Fetullahçılar boş durmuyor

Fetullah Gülen, kendi ürettiği sapkın inanç sistemini müritlerine enjekte ederek onların akılları kadar ruhlarını da tahrip etti, karakterlerini ortadan kaldırdı. Fetullahçılar hasımlarıyla asla yüz yüze, göğüs göğüse çarpışmaz ya da tartışmazlar. Sinsidirler. Namerttirler. İnançlı alanlarından fitne-fesat yayar ve tekrar inlerine sokulurlar. Yurtdışına kaçanlar şimdilerde ya bir istihbarat örgütünün kucağında ya da istekli olarak, Türkiye’ye fitne ihraç etme çabasındalar. Yurtiçinde kalıp cezasını dolduranlar ya da bir formda çıkabilenler ise biraz intikam hırsıyla daha çok Fetullahçı karaktersizlikle ortalığı bulandırma gayretindeler.
Bugünlerde Fetullahçılar 3 prosedürle saldırıyorlar.
Yurtdışında istihbaratçıların kucağına oturanlar ipe sapa gelmez tezleri ya da ellerine tutuşturulan iftiraları Türkiye’ye boca ediyorlar. Türkiye içinde de bu kullanışlı aparatların alıcıları var. Dışardan ve içerden iş birliği ile gündemi bulandırmaya çalışıyorlar.

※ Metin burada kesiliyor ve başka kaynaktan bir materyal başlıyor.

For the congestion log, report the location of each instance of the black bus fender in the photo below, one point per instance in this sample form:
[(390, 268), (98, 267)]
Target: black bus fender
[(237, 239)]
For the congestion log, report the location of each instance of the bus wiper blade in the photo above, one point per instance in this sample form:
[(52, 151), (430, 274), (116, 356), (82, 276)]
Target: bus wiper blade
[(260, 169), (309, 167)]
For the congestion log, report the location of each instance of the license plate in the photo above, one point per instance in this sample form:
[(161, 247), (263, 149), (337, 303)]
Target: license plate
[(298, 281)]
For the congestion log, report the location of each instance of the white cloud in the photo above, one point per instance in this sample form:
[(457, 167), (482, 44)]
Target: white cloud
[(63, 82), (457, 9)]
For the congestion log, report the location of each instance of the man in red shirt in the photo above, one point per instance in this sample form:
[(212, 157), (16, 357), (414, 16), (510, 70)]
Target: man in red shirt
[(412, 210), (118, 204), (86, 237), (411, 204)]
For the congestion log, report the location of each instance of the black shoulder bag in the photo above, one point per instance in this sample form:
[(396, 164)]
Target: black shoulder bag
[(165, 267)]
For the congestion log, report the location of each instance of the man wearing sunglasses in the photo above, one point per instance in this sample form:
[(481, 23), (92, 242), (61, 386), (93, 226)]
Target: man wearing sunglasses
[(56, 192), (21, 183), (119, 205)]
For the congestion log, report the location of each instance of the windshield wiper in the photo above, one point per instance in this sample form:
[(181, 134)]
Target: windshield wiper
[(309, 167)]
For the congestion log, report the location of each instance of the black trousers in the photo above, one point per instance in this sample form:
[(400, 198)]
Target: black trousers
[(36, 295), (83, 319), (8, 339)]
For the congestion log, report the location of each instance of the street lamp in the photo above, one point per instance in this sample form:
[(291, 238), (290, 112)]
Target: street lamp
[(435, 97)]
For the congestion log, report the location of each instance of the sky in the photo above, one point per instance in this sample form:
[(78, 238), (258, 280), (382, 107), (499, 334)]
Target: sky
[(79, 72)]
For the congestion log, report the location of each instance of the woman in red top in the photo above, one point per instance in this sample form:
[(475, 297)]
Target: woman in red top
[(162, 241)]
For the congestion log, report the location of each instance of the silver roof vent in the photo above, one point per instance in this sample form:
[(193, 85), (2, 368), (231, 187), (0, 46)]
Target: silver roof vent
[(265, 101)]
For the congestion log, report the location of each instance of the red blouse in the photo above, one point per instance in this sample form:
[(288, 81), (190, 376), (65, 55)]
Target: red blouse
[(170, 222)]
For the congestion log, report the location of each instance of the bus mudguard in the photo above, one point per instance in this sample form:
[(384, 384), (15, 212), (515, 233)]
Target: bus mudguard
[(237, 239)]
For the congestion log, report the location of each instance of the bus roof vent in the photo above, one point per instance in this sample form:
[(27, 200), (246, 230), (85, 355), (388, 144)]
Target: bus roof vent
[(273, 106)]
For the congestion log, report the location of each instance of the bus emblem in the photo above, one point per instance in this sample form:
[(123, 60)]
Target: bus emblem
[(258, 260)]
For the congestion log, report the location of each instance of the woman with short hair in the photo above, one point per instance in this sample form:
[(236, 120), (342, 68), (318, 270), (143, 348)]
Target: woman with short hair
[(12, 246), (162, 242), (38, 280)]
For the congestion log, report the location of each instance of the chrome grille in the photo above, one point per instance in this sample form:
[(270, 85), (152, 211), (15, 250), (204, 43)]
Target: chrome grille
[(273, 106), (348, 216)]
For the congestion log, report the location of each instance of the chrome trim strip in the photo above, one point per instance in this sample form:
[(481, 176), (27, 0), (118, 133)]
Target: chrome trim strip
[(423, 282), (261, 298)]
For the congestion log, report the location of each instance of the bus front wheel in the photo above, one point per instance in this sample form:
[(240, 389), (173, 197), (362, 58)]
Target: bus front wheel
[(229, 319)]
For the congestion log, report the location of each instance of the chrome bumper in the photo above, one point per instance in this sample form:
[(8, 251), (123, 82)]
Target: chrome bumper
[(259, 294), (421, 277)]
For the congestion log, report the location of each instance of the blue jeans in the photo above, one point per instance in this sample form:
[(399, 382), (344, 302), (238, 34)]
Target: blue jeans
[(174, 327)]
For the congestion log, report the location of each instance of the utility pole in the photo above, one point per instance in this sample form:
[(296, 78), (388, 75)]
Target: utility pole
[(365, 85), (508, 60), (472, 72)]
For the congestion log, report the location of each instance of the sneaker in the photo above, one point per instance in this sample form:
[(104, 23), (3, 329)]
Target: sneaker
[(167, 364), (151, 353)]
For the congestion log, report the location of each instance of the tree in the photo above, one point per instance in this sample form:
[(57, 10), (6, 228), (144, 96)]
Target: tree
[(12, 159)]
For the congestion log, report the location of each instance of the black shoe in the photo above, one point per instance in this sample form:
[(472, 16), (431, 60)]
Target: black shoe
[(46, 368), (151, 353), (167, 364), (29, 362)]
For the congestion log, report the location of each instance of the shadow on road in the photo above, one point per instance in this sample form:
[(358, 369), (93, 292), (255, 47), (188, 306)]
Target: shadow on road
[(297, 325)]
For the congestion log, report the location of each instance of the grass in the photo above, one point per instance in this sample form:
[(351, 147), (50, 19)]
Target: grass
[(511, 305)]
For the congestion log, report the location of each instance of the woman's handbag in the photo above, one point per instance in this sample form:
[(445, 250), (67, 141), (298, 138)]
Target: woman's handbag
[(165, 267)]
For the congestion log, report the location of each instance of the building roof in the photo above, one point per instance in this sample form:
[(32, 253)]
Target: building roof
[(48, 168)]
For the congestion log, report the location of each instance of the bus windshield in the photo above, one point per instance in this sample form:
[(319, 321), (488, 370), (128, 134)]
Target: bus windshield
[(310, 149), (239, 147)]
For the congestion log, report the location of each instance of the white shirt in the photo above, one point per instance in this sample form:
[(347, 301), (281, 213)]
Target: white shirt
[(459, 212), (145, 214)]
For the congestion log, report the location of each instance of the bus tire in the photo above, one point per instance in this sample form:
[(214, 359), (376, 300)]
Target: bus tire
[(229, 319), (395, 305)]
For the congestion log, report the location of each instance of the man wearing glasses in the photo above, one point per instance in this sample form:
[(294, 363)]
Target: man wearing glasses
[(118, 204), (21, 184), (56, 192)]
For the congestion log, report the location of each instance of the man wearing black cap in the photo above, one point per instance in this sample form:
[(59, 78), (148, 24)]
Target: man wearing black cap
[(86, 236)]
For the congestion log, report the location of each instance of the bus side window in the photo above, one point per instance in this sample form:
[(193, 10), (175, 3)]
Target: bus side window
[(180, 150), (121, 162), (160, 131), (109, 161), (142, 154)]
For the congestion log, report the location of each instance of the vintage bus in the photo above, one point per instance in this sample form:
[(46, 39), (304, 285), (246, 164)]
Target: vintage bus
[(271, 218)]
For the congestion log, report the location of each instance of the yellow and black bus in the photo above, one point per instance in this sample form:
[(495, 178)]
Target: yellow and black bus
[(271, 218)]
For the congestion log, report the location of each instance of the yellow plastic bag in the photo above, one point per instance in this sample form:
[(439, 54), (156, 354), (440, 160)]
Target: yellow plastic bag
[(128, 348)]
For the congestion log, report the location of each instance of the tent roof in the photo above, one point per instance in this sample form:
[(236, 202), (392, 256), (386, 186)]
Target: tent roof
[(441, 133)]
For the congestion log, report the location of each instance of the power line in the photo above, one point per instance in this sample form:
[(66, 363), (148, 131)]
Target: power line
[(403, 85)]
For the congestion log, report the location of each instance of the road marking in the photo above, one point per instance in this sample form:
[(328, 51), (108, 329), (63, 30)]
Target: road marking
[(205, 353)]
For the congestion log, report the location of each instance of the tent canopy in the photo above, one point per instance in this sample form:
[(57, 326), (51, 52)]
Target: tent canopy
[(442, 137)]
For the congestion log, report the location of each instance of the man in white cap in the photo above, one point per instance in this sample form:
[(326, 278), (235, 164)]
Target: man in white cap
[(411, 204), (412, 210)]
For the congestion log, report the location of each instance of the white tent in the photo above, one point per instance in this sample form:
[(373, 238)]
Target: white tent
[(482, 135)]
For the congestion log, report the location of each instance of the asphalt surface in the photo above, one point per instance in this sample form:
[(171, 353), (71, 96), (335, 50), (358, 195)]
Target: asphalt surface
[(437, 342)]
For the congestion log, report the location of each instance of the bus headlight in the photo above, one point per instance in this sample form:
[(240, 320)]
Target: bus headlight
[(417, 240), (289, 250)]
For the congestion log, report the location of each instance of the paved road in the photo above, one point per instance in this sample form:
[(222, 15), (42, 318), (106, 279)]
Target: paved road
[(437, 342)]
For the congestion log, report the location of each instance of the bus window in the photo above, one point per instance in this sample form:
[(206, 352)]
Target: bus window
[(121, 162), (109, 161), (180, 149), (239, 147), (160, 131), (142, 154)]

Fetullahçıların kullandığı ikinci formül, uzun müddettir yaptıkları üzere CHP’nin ardına saklanmak ve CHP’yi yönlendirmek. CHP Eski Genel Başkanı Deniz Baykal’ın bir kaset komplosuyla gönderilmesi, yerine Kemal Kılıçdaroğlu’nun getirilmesi Fetullahçı bir projeydi. Kılıçdaroğlu’nun genel başkanlığı mühletince Fetullahçılar ona akıl hocalığı yaptılar. Kılıçdaroğlu’nun başarısız olmasıyla bu sefer Ekrem İmamoğlu-Özgür Özel denklemini kurdular. O denklem de daha başından bozulmuş görünüyor. Gerçek şu ki, CHP, Fetullahçıların elinde bir oraya bir buraya savruluyor.

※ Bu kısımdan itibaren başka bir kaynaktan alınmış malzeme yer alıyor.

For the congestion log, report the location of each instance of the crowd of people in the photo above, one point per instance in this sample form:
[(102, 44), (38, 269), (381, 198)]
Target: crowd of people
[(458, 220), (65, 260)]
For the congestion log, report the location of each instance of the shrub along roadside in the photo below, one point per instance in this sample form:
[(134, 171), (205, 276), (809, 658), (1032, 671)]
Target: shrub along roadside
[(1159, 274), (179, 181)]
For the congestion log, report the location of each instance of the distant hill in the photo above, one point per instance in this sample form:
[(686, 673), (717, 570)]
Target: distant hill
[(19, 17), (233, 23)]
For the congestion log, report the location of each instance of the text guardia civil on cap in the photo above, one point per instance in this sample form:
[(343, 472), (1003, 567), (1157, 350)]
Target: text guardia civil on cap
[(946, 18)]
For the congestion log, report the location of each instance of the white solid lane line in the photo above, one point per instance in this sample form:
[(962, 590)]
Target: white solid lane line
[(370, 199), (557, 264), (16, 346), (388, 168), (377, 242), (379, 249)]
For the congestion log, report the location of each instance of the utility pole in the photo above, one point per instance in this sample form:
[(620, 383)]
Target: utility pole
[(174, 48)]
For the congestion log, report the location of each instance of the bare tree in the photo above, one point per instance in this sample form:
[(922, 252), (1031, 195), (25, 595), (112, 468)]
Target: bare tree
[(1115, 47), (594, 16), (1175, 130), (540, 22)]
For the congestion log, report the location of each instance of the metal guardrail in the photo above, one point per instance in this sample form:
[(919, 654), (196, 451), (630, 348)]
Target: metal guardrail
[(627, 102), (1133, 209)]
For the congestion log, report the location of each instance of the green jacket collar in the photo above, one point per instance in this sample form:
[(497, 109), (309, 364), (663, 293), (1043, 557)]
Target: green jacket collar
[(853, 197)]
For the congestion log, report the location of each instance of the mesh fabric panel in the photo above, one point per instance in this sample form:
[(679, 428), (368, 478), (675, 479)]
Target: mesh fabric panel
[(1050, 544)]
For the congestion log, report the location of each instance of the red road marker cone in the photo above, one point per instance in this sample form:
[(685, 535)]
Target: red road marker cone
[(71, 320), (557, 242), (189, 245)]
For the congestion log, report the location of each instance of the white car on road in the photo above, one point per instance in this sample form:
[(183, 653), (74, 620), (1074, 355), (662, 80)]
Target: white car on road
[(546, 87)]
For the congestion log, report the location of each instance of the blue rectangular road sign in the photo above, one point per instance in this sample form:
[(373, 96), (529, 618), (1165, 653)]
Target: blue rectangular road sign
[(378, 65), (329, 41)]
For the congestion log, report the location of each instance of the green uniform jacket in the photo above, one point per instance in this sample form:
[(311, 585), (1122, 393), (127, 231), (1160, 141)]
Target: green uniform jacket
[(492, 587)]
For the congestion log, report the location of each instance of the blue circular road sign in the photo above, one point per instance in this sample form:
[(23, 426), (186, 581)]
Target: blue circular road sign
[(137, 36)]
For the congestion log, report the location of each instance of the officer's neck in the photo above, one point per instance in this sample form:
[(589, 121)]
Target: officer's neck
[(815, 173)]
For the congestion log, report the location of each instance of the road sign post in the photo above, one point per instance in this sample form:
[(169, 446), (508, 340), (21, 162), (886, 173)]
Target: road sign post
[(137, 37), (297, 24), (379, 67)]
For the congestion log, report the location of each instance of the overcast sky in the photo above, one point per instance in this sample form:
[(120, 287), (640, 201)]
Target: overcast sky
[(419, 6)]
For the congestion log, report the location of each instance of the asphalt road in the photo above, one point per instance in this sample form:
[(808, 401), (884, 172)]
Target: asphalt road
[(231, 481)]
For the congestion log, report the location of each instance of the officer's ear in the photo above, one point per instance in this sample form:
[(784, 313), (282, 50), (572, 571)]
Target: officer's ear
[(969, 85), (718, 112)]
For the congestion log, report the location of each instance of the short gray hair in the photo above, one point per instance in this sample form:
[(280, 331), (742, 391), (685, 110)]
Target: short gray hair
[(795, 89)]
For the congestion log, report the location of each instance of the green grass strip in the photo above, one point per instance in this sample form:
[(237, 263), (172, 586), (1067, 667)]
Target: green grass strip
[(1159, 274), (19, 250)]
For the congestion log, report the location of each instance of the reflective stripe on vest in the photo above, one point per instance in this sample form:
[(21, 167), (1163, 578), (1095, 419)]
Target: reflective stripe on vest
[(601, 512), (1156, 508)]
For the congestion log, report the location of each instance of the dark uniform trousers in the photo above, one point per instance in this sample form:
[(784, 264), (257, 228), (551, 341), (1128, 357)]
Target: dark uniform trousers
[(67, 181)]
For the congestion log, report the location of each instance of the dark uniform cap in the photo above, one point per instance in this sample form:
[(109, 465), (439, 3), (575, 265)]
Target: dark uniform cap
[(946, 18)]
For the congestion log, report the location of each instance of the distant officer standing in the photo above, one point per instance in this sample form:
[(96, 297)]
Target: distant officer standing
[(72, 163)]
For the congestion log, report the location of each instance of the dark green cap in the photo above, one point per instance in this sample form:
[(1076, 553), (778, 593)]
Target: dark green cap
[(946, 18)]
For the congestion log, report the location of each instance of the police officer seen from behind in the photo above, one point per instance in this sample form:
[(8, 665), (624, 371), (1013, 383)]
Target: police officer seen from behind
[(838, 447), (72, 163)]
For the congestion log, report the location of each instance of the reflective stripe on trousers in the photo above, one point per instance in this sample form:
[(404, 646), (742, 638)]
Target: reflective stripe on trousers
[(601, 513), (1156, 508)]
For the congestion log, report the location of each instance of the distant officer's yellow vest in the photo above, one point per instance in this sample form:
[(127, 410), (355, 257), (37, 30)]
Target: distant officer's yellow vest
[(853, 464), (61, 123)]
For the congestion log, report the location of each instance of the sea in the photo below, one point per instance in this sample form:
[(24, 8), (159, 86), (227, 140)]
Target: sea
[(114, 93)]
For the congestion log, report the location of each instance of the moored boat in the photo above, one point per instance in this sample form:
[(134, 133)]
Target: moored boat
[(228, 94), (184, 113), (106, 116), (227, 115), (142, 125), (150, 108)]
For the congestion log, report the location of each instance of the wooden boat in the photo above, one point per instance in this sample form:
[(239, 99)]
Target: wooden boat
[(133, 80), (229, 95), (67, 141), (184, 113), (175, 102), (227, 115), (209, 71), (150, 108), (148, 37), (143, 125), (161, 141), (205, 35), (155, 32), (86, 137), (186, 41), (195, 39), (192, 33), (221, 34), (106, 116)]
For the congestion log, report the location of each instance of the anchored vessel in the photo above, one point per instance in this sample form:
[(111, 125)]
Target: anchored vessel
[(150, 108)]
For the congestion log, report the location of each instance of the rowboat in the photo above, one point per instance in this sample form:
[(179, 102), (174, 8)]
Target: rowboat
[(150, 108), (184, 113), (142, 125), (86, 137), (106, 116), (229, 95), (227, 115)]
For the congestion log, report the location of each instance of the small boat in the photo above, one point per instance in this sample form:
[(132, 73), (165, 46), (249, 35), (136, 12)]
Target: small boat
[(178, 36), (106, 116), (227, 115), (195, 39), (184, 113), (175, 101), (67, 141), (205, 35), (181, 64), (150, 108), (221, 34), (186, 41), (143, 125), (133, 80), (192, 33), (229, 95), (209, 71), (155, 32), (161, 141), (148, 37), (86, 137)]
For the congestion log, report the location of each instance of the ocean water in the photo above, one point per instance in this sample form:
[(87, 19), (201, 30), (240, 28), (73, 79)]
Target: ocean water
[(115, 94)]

Fetullahçıların bugünlerde kullandığı üçüncü formül ise karamsarlık yaymak. Medya-sosyal medya üzerinden bilhassa gençlere daima olumsuzluk, karamsarlık pompalıyorlar. Hiç kuşkusuz Türkiye’de başta iktisat olmak üzere işlerin uygun gitmediği alanlar var; lakin Fetullahçılar meselelerin temel sebeplerini perdeleyerek, gençliği derin bir ümitsizliğe sürüklüyorlar. Son günlerde artan “yurtdışında hayat çok güzel” ya da “Batı’nın gençlerinin bir eli yağda bir eli balda” algısı en çok da Fetullahçılar tarafından pompalanıyor. Gezi’de yaptıkları üzere gençleri kışkırtmak, sokağa dökmek, kaos oluşturmak için var güçleriyle çalışıyorlar.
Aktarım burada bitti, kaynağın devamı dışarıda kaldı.